Weighing in at 6' 3" and 160 pounds, he's tall, he's fast, and he's English, and his name is Connor Wickham.
In the modern era of soccer, with it's focus on the premier leagues, it's easy to overlook the young stars making their way up the ladder, in the lower divisions, but Connor Wickham is determined to make it hard to overlook him.
Born in Hereford, England, the son of an Army officer, Wickham always had an eye for goal, and soon came to the attention of Reading football club, for whom he signed youth terms, from the age of 9 to 13.
At the age of 13, Conner transfered to Ipswich Town Football club, and made his debut for the Ipswich Town first team on 11 April 2009, aged 16 years and 11 days, making him the youngest player to have made an appearance for Ipswich Town, beating the previous record being held by Jason Dozzell by 46 days.
This on it's own would be a notable achievement, but it wasn't just his club that saw his potential, and it wasn't long before his country came calling.
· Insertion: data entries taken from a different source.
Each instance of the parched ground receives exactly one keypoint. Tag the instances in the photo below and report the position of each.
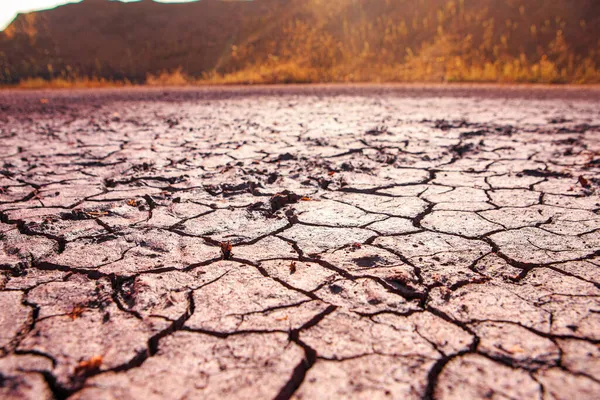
(387, 242)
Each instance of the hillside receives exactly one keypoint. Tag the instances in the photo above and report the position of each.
(309, 41)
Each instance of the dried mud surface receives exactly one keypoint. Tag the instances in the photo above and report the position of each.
(319, 242)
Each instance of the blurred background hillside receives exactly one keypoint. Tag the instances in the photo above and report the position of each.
(299, 41)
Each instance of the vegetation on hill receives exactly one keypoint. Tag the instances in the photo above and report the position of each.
(281, 41)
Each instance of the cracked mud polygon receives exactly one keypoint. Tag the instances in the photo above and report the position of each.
(307, 243)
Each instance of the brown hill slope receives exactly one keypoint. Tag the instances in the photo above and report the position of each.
(310, 40)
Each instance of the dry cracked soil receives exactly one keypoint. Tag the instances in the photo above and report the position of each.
(305, 242)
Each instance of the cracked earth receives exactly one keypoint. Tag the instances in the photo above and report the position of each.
(306, 243)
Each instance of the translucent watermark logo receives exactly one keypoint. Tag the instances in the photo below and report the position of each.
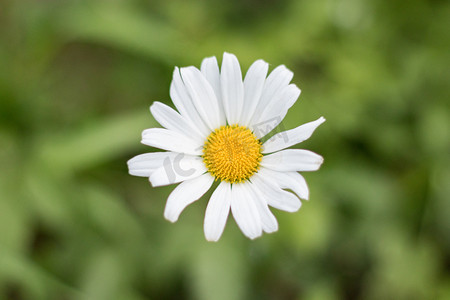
(275, 125)
(181, 166)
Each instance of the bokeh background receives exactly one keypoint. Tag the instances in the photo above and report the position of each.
(77, 79)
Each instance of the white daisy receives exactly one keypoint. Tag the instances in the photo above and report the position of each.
(216, 136)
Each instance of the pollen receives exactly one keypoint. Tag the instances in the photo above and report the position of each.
(232, 153)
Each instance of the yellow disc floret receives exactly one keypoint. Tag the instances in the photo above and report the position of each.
(232, 153)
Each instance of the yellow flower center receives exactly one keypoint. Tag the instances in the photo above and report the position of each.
(232, 153)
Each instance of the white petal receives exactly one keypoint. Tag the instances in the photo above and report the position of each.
(217, 212)
(171, 140)
(291, 137)
(145, 164)
(172, 120)
(275, 111)
(253, 87)
(275, 196)
(180, 97)
(292, 160)
(210, 69)
(277, 80)
(203, 96)
(186, 193)
(288, 180)
(232, 88)
(180, 168)
(268, 220)
(245, 211)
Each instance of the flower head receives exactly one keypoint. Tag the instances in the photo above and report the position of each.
(215, 136)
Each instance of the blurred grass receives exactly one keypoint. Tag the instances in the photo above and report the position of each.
(76, 81)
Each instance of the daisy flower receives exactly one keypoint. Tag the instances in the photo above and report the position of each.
(215, 136)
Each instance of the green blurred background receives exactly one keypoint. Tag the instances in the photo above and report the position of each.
(76, 81)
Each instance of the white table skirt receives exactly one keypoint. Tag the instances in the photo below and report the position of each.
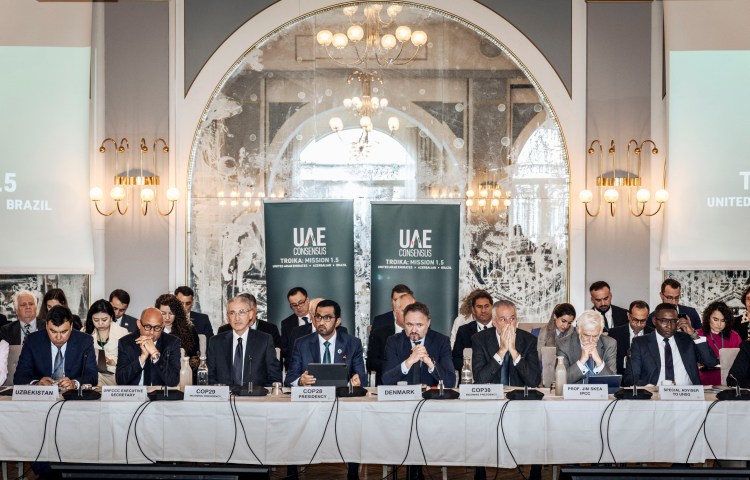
(456, 432)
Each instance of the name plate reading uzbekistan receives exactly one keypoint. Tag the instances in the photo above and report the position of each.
(313, 394)
(489, 391)
(681, 392)
(36, 393)
(399, 392)
(124, 393)
(585, 392)
(204, 393)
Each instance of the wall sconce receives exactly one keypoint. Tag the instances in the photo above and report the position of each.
(609, 186)
(124, 184)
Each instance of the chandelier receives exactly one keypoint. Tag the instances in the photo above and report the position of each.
(124, 184)
(609, 186)
(366, 38)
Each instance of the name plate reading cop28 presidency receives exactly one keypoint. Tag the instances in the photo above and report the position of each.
(681, 392)
(124, 393)
(490, 391)
(313, 394)
(36, 393)
(585, 392)
(399, 392)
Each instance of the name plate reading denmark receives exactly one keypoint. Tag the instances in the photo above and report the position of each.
(204, 393)
(124, 393)
(681, 392)
(36, 393)
(313, 394)
(399, 392)
(490, 391)
(585, 392)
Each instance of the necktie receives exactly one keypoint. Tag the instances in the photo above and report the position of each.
(58, 370)
(668, 364)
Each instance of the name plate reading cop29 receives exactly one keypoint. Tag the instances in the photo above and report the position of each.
(313, 394)
(491, 391)
(681, 392)
(124, 393)
(36, 393)
(399, 392)
(585, 392)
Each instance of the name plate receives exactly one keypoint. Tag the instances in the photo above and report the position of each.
(124, 393)
(205, 393)
(681, 392)
(36, 393)
(585, 392)
(313, 394)
(388, 393)
(490, 391)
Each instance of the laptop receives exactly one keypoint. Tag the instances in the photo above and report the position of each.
(329, 374)
(612, 381)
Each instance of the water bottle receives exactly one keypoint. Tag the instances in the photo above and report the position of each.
(466, 374)
(203, 372)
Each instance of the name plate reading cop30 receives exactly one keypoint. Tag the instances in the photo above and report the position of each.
(313, 394)
(399, 392)
(490, 391)
(36, 393)
(681, 392)
(585, 392)
(124, 393)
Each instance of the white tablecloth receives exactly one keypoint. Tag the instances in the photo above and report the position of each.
(456, 432)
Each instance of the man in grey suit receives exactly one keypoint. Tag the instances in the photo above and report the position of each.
(586, 352)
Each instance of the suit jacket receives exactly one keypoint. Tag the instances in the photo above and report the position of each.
(398, 348)
(164, 372)
(11, 332)
(384, 319)
(528, 372)
(645, 361)
(202, 324)
(260, 364)
(35, 361)
(621, 335)
(376, 350)
(570, 349)
(348, 350)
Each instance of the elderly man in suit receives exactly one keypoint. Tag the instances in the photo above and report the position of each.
(57, 354)
(243, 355)
(669, 355)
(149, 356)
(586, 352)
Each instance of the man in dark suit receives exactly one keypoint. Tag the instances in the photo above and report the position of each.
(149, 356)
(624, 334)
(504, 354)
(669, 355)
(601, 298)
(379, 336)
(670, 293)
(243, 355)
(15, 333)
(481, 314)
(418, 355)
(57, 354)
(388, 318)
(120, 299)
(200, 320)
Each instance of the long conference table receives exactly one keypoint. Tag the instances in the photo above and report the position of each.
(363, 430)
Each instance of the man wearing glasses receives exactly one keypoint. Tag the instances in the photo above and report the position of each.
(148, 356)
(668, 356)
(243, 355)
(624, 334)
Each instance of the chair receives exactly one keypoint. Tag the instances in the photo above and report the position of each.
(726, 360)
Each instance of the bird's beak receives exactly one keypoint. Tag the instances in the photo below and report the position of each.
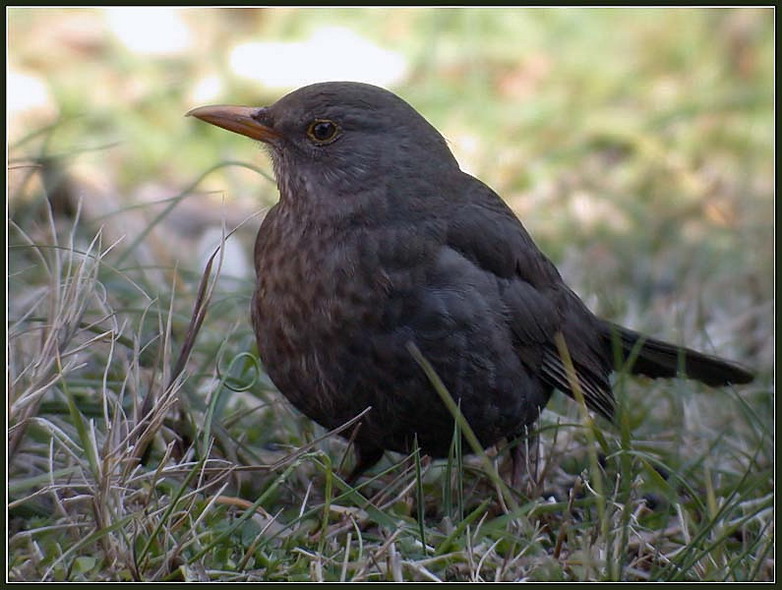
(237, 119)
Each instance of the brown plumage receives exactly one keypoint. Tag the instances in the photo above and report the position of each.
(380, 240)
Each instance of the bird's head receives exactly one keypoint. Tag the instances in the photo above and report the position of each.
(333, 137)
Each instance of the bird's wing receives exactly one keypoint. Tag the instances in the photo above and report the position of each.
(538, 304)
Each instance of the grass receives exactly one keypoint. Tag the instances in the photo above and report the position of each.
(145, 442)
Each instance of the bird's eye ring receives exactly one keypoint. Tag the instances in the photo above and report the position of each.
(323, 131)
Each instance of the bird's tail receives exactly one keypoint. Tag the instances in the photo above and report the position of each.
(642, 355)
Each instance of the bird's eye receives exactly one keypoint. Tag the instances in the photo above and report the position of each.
(323, 131)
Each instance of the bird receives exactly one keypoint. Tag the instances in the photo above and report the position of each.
(379, 246)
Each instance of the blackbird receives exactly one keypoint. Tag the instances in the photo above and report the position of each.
(379, 240)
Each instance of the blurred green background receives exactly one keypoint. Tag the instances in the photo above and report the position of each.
(635, 144)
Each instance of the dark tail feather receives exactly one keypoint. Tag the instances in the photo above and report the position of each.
(655, 358)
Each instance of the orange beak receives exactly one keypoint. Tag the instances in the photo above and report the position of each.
(237, 119)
On the 11th of August 2009 Wickham received a call-up to the England under-17 squad, for their three game FA International Tournament, which would take place later that month, and in May 2010, Wickham was included in the England under-17 squad for the UEFA European under-17 Championship in Liechtenstein.
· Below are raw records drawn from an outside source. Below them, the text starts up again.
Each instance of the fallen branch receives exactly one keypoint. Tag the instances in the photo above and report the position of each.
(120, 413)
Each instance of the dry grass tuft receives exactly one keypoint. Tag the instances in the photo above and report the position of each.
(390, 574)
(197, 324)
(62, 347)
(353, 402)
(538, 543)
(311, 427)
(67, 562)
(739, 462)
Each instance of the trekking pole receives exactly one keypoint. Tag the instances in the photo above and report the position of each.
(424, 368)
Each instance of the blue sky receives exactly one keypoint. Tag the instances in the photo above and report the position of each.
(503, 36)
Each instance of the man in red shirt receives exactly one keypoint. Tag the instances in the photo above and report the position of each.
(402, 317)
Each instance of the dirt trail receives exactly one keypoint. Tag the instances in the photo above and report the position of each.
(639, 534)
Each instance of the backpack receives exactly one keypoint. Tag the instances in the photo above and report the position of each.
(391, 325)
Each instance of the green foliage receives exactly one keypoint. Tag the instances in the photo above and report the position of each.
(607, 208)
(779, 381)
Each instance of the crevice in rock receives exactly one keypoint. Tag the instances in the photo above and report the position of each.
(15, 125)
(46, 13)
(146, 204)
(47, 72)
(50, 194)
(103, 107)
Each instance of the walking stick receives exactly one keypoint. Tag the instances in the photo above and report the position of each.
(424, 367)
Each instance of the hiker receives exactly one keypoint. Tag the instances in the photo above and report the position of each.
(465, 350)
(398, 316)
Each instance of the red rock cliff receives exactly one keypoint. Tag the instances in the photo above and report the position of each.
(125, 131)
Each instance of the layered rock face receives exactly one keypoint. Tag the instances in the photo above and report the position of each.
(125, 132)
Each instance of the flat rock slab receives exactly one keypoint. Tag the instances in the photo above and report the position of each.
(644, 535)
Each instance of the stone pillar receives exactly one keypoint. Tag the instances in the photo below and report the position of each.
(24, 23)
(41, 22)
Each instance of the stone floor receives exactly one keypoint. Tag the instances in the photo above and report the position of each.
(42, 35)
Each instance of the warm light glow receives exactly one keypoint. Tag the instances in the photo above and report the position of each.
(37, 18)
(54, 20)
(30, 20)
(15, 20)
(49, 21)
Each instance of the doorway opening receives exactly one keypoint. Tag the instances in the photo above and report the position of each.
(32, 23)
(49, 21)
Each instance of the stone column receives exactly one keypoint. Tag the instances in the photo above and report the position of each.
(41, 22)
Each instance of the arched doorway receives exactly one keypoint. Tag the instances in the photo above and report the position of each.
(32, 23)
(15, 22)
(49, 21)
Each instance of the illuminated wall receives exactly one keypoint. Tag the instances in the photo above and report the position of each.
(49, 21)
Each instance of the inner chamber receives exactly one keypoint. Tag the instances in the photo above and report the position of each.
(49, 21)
The tournament started brightly enough, for the young striker, and in the first match, against the Czech Republic, he was instrumental in a 3–1 victory, being personally involved in two of the goals.
In the second group stage match he continued to impress, as England continued to progress, with a comfortable 1-0 victory over the Greek under-17 side, before he was rested for the final group game, a 2-1 win against Turkey.
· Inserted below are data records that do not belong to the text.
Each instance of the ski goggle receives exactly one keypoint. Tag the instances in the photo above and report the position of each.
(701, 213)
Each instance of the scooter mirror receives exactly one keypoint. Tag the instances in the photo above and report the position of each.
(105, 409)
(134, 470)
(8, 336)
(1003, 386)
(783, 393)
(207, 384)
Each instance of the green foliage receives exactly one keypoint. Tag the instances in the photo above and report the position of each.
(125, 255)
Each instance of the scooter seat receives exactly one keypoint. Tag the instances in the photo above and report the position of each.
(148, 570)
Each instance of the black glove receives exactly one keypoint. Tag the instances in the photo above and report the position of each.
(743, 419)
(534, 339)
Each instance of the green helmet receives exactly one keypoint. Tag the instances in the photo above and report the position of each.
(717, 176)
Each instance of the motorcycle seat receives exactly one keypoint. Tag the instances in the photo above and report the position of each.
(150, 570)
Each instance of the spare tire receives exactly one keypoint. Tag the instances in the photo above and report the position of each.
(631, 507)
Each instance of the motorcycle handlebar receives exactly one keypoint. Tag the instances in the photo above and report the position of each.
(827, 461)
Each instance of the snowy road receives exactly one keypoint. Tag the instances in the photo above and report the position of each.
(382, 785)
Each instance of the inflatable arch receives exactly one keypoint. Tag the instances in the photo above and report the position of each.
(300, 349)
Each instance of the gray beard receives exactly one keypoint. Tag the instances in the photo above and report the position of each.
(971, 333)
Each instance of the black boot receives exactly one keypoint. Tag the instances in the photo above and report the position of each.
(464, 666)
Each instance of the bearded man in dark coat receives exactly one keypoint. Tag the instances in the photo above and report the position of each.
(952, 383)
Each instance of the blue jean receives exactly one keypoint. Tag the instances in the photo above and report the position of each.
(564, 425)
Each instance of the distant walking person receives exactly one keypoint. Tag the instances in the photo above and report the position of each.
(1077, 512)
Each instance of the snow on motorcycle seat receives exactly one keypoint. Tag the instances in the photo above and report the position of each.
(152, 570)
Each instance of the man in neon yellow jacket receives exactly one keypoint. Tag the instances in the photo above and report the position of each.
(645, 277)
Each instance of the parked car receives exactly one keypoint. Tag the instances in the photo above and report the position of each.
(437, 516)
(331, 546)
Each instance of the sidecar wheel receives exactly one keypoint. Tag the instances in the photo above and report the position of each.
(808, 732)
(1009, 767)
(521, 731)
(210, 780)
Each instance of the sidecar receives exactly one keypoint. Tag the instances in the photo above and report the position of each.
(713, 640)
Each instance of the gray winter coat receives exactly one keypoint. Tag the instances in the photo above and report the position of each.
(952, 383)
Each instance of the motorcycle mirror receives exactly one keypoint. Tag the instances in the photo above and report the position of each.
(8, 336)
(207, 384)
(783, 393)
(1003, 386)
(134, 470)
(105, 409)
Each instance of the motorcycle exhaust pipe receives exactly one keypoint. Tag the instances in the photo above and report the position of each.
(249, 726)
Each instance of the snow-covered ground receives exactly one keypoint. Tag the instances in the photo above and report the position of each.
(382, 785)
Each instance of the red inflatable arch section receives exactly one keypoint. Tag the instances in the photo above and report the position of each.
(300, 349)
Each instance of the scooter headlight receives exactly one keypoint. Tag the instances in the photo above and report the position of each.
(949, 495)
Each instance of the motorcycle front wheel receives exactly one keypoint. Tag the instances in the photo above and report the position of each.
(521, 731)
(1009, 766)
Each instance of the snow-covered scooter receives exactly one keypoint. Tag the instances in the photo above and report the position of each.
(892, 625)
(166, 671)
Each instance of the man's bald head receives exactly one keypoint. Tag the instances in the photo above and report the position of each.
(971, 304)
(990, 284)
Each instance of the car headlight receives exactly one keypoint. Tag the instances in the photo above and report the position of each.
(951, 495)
After the groups stages Wickham was brought back for the semi-final, where he shone against a very talented French team, scoring both goals in an impressive 2-1 victory, that advanced his side to the final.
Three days later, and the big day rolled around, this was the final of an important, and prestigious tournament, a tournament that has been graced by many a future superstar, including Wayne Rooney, and Cesc Fàbregas, who were the tournaments golden players in 2002, and 2004 respectively.
Before the game, England captain Conor Coady had said this final brought together the two best Under-17 sides in Europe, and, keen to observe the latest players to emerge from Spain's conveyor belt of talent, the Spanish senior squad, the current champions of Europe, were in the crowd to support their youngsters.
There was a nervous start to the game, in front of an expectant crowd, with both teams trying to impress, but both making a few early errors, before Spain broke the deadlock in the 22nd minute, courtesy of an own goal from England's Andre Wisdom, who deflected a cross into his own net.
England pressed forward, and within 8 minutes they'd got the parity that they deserved, as Wisdom, making amends for his earlier error, strode upfield to equalize for England in the 30th minute.
The first half was to prove to be the defining half, that separated these two talented squads when, three minutes before the break, Connor Wickham received the ball on the left, and then brushed off three Spanish defenders, before firing a 20-yard shot into the back of the net.
Wickham's star is truly rising.
As England's senior squad jets out today, to the world cup finals in South Africa, it's perhaps unsurprising that they are the faces in the spotlight, but whilst the successes of Connor Wickham, and the under-17's, may have passed the majority of people by unnoticed, there is no doubt that Fabio Capello, having just selected the oldest and most experienced set of players that England have ever taken to a World Cup, will be watching this next golden generation, with great anticipation, of things to come.